それは物づくりの考え方。若い人はマニュアルの充実に力を入れます。
私はこれを否定する考えは全くありません。
問題はマニュアルに重点をおきすぎる点です。私は精神面に重点をおきます。この差は非常に大きくお互い近寄ることは出来ませんでした。
マニュアルが完備していれば誰が中国へ指導に行っても、検査に行っても当たり前のものが出来ると考えています。
これ本当でしょうか、本当のはずがないのです。今なお多くの問題がほとんど解決していないはずです。これ断言します。これはなぜですか!
つまり若い人たちには経験も当然乏しく、そして指導力もありませんから、このマニュアルに頼ることになります。
しかし中国の生産実情は全く違うと考えていますから、いつまでたっても問題は収束しないはずです。
自転車は見たところ簡単ですが、非常に経験を必要とします。日本市場で販売するに当たっては経験を必要とするのです。
かといって必要以上な要求を生産側にすることは許されないことです。
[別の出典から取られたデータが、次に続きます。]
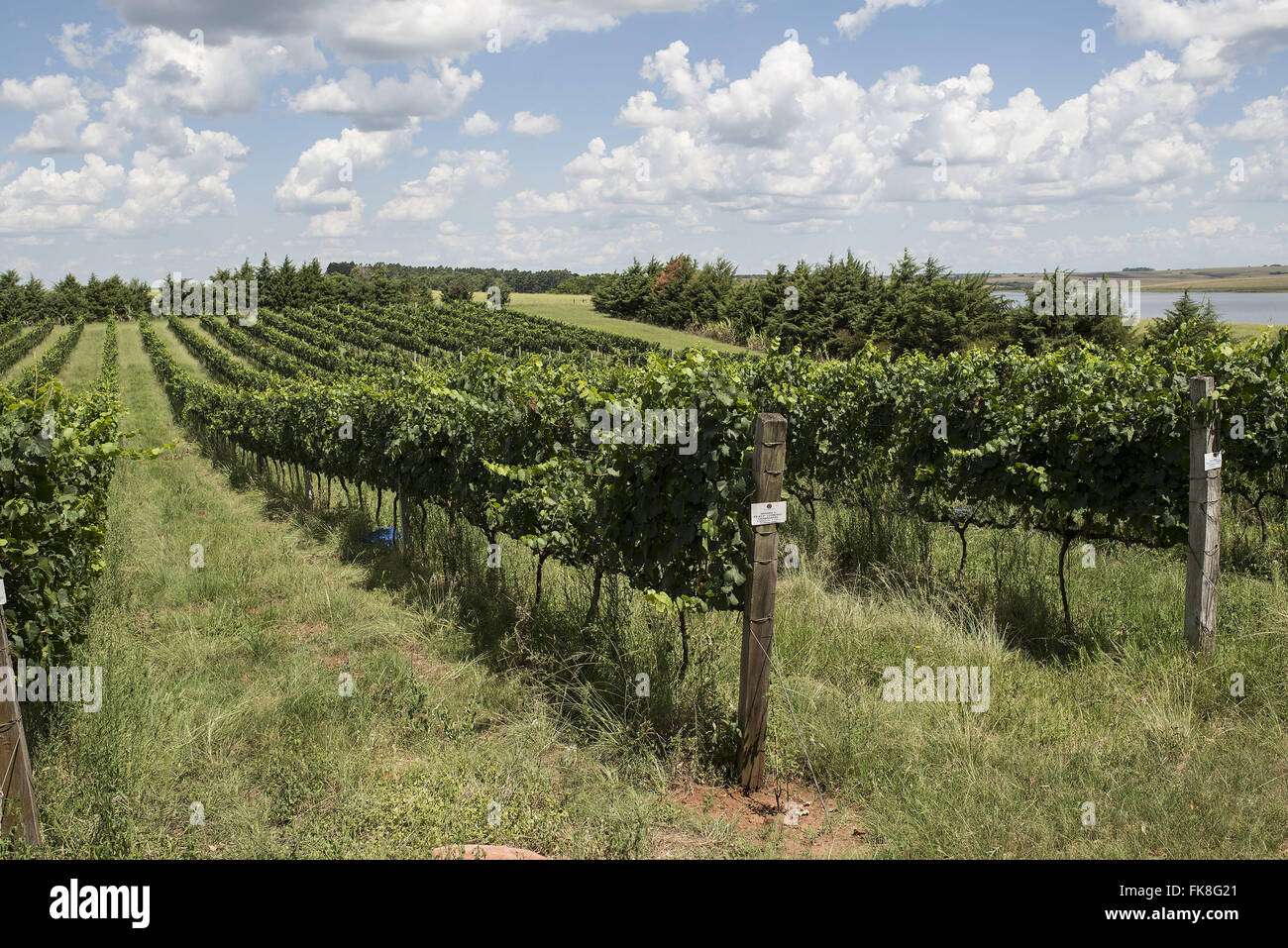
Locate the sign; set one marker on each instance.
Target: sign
(763, 514)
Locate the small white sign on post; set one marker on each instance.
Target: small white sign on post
(763, 514)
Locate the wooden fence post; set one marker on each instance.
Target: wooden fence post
(1203, 558)
(768, 464)
(404, 522)
(17, 789)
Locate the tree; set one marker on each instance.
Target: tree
(1186, 324)
(458, 290)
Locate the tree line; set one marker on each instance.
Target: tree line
(836, 308)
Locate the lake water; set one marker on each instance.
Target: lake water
(1233, 307)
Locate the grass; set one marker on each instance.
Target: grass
(222, 689)
(1271, 278)
(37, 352)
(86, 359)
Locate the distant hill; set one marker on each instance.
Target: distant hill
(1269, 278)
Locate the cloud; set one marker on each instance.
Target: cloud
(445, 184)
(48, 200)
(181, 185)
(529, 124)
(787, 146)
(389, 102)
(172, 73)
(73, 44)
(480, 124)
(321, 180)
(59, 108)
(853, 24)
(387, 30)
(1216, 38)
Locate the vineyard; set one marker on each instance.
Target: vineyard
(1082, 443)
(452, 421)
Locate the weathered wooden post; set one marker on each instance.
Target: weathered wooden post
(1203, 558)
(768, 464)
(17, 788)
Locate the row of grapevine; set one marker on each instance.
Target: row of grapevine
(52, 361)
(58, 453)
(13, 351)
(1080, 443)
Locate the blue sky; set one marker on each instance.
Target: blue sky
(975, 130)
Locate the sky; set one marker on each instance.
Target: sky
(151, 137)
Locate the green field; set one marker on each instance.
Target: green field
(1273, 278)
(224, 690)
(578, 312)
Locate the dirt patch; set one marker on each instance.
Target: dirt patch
(785, 818)
(475, 852)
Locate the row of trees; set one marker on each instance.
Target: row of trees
(835, 308)
(68, 298)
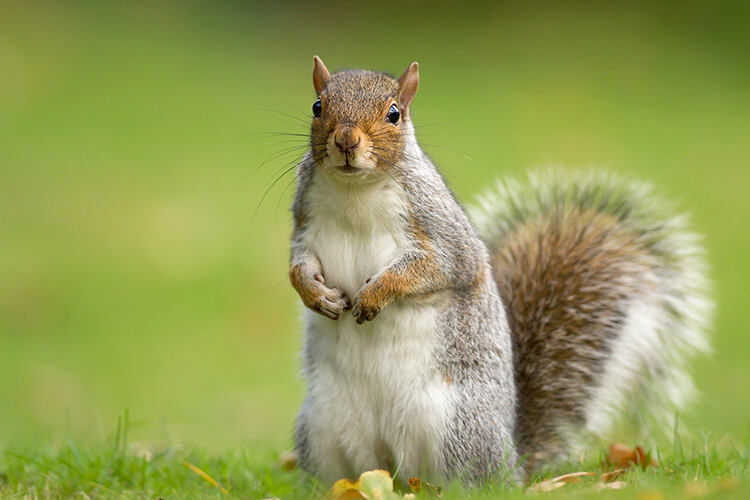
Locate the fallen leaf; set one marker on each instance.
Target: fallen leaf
(614, 485)
(611, 476)
(651, 495)
(417, 485)
(289, 459)
(371, 485)
(573, 477)
(205, 477)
何をしっかりと守るかが重要になってきます。
ここに『当たり前』の品質確保の難しさがあるのです。日本人の『当たり前』と中国人の『当たり前』、同じでしょうか。
これマニュアルでは表現できません。良い悪いではなしに、生活風習が違う中で、どのようにしたら日本の『当たり前が』
確保出来るでしょうか。やはり常に精神面での教育が欠かせないことになるのでは。
これが出来なければ、常に日本人が生産現場に張り付いていることになります。ですから日本人が張り付かなければならないのです。
まずは理屈ではなしに、中国へ行ってください、そして最良の方法を考えるべきです。
理屈で考えている以上、これから先、自社の自転車品質は確保できないはずです。
自転車に限らず、中国の中小の企業は皆、品質で苦しんでいます。これには中国企業側にも解決できない、
解決しにくい多くの要素が含まれていることを、中国経営者側も知っている事です。
こうしたこと、ももっともっと日本側勉強すべきです。
これをせずに『なぜ!』『なぜ?』では一向に日本企業進歩しませんし、儲からないはずです。
まずは日本企業、若い人に自転車を勉強させ、中国を経験させることです。ある意味もう手遅れかも。
日本側に教えられる人がいないかも、これに気づく人もいないのでは。
自転車業界どんどん泥沼にはまる前に、もっともっと頭を使う必要があるのでは。